Today E2 releases its third annual advanced biofuel market report. The report shows a continual uptick in advanced biofuel production capacity from 2011-2013. Company projections provide adequate fuel to meet the federal Renewable Fuel Standard and California’s Low Carbon Fuel Standard through 2016, the furthest year the report assesses.
In short, the advanced biofuel industry already has over 1 billion gallons of capacity this year, which will grow to 1.4-1.6 billion gallons by 2015. In 2016, capacity can reach 1.6-2.1 billion gallons.
Companies reported over 20,300 jobs from biofuel production by 2016, and have received $4.85 billion in private investment since 2007. This is augmented by $600 million in public grants, as well as $940 million in loan guarantees.
We assessed the domestic capacity of advanced biofuels, because E2 is focused on understanding the economic implications to the U.S. from the growth of advanced biofuels. Further, we used a unique definition of advanced biofuels, assessing only projects that reduce greenhouse gas emissions by at least 50% according to California’s Air Resources Board. E2 wants to use the most comprehensive greenhouse gas criteria to understand environmental impacts (and improvements) from advanced biofuels.
Throughout the report, we talk about the unique methods that companies are using to address challenges to growth.
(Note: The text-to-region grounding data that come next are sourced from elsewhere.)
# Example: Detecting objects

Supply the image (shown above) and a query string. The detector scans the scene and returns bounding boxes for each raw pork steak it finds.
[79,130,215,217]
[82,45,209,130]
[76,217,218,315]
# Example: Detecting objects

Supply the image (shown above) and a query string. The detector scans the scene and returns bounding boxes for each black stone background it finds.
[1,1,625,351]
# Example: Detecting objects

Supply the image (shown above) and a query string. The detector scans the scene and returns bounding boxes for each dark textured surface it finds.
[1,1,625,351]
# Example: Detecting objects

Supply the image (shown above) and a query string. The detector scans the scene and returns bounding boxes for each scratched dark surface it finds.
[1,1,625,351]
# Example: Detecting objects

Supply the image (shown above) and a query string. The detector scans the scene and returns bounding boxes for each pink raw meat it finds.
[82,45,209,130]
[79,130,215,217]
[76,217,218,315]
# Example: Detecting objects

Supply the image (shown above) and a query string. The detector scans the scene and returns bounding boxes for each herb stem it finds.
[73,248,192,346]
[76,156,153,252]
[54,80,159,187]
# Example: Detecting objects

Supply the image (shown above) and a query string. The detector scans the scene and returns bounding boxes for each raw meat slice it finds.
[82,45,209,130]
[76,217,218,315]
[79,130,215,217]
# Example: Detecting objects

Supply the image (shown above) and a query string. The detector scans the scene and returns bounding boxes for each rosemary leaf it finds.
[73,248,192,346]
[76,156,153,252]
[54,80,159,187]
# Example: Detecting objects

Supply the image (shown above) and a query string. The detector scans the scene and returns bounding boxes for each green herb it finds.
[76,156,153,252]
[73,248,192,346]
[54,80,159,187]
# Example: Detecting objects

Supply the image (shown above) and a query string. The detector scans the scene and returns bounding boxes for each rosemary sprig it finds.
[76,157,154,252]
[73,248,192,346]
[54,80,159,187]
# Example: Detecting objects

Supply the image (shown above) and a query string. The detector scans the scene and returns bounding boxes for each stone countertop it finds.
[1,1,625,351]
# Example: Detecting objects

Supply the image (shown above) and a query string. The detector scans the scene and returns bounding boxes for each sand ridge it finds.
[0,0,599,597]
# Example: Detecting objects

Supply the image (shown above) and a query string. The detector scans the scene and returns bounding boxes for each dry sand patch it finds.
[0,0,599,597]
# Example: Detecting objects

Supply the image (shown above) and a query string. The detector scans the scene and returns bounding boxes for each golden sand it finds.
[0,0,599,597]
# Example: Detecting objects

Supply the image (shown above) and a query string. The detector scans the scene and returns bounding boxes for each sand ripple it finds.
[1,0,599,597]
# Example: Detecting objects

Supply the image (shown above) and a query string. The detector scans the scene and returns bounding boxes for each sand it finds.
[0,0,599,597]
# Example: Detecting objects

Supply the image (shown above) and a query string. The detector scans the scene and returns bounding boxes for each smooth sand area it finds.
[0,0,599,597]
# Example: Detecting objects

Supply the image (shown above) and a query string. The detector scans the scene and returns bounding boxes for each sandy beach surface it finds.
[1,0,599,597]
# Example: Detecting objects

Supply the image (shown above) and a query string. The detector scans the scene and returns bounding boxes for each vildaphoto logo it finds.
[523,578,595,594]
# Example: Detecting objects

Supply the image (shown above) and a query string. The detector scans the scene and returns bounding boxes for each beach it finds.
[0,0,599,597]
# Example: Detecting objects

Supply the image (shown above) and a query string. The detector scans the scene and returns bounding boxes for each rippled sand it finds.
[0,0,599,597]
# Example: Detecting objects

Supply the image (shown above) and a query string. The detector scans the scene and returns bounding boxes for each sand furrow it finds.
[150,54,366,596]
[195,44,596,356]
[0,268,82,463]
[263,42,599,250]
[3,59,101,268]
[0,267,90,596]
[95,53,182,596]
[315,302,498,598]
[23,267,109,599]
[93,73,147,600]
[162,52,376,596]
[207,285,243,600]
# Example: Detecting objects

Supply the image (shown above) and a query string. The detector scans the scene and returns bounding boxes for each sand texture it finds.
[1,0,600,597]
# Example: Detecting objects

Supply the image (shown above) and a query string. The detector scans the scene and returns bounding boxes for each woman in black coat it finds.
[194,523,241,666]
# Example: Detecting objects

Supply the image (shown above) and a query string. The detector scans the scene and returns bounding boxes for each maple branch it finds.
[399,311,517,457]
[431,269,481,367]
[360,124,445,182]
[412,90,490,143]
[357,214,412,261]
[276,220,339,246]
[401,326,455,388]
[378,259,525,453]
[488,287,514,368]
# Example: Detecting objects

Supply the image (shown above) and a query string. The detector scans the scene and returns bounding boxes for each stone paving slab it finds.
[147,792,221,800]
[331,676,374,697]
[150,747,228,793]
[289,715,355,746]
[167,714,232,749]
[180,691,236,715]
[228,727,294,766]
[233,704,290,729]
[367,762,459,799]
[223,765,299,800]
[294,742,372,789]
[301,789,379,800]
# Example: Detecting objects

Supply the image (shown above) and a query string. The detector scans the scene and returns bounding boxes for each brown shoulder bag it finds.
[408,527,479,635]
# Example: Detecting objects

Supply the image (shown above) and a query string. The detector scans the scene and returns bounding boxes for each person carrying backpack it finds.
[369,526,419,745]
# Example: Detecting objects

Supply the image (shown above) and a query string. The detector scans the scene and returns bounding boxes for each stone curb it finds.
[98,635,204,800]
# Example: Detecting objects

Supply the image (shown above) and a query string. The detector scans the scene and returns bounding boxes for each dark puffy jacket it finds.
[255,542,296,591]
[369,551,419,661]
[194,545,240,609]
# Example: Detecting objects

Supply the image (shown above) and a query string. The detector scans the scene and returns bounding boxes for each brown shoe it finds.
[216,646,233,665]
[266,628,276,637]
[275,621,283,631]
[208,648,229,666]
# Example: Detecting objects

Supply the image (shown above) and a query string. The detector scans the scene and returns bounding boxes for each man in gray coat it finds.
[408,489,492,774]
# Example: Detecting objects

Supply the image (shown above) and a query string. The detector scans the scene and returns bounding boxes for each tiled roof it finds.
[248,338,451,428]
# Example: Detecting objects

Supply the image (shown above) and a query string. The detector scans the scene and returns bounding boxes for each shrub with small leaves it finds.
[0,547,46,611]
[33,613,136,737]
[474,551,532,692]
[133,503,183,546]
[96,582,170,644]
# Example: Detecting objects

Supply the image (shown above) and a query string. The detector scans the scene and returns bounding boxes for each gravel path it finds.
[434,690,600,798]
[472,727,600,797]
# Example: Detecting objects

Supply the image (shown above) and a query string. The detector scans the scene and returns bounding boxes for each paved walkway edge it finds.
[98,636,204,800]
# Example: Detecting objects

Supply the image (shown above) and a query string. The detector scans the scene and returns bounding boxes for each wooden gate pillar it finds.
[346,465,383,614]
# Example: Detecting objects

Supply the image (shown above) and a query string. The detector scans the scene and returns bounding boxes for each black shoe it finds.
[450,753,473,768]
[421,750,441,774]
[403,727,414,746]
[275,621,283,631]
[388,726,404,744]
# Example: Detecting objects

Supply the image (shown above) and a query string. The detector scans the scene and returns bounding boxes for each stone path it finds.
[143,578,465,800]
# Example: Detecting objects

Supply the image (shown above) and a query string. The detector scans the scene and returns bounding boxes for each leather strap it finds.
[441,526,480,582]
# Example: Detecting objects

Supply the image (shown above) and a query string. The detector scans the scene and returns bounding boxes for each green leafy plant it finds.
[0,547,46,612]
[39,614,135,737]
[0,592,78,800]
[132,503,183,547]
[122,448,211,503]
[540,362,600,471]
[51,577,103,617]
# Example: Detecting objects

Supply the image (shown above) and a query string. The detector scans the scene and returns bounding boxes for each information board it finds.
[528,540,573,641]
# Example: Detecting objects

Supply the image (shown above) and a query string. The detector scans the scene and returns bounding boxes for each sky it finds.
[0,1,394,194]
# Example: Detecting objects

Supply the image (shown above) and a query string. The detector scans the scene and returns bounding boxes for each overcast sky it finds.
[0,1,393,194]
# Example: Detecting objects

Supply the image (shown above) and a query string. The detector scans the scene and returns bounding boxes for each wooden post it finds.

A critical challenge is sufficient capital, and companies are using partnerships, federal grants and loan guarantees, and access to debt financing to provide the cash needed.
From what we learned, investments from oil & gas companies appear to be a Catch-22. Biofuel companies compete with petroleum fuel projects for investments by oil & gas companies. The far less mature biofuel projects can have higher risk profiles or operating expenses, making the investment appear less favorable. Therefore, oil & gas companies are reluctant to invest, and biofuel companies don’t receive the cash needed to further develop their technologies and lower costs. Oil and gas companies appear willing to invest in biofuel technologies once they have fully matured, but less frequently are willing to provide the earlier stage capital to help biofuels compete.
Overall, despite challenges to the industry, we find that advanced biofuels continue to grow, provide jobs to the U.S. economy, and provide alternatives to fossil fuels.